Accolades for Dole and Nyswander, of course, are not based on their conceptual breakthrough alone, but on its practical application. Efficacy of maintenance treatment has been documented throughout the world utilizing methadone as well as other opiate agonist medications. Thus, a National Institutes of Health Consensus Statement determined, “The safety and efficacy of narcotic agonist (methadone) maintenance treatment have been unequivocally established” (parenthetical reference in the original, National Institutes of Health, 1997), and a position paper published jointly by WHO, UNODC and UNAIDS concluded, “Substitution maintenance therapy is one of the most effective treatment options for opioid dependence …” (WHO/UNODC/UNAIDS, 2004) The latest dramatic examples of successful implementation and massive expansion of maintenance treatment come from China and Iran. Based on favorable initial results with a handful of “pilot programs” (Pang, Hao, & Mi, 2007), China established in less than 4 years over 500 methadone maintenance clinics (Chatterjee, 2008). In Iran, the number of patients receiving methadone for addiction increased in the course of just two years from approximately 5000 to 100,000 (Fathi, 2008)

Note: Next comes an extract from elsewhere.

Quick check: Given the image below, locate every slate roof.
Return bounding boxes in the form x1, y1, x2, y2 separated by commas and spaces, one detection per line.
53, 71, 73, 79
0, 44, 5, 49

So…hats off to Dr. Halliday – and the Rolleston committee long before him – for stressing that addiction is a medical condition, and that it should be treated as such. However, it is the unprecedented paradigm shift of Dole and Nyswander that revolutionized the management of addiction and led directly to the availability of help and hope to vast numbers of those who desperately need it. At issue is not simply apportioning, posthumously, credit where credit is due. The fact is that to this very day, with almost a million people world-wide receiving methadone treatment, rejection of the concept introduced by Dole and Nyswander continues to be the rule rather than the exception, and the fixation on abstinence as a universal objective of treatment persists even among addiction treatment professionals. Thus, a survey in 2004 found that “… only 52% of [American] outpatient methadone facilities had policies permitting clients to remain in methadone treatment for an unlimited time.…“(emphasis added; Levine, Reif, & Lee, et al., 2004). Also, a recent commentary in Lancet observed (correctly!) that “…from a political perspective those treatments of dependence are popular that focus on achieving abstinence in a period of weeks or months” (Hall & Mattick, 2007). And, of course, some countries reject “maintenance” altogether, as exemplified most dramatically by the Russian Federation, which “has one of the highest rates of opiate abuse in the world,” but where treatment with methadone and buprenorphine remains forbidden by law (Chatterjee, 2008).
It is essential that we get back to basics and reconsider just what constituted the contribution to the field made by Drs. Dole and Nyswander. Otherwise, the full promise of that contribution will remain a forlorn hope.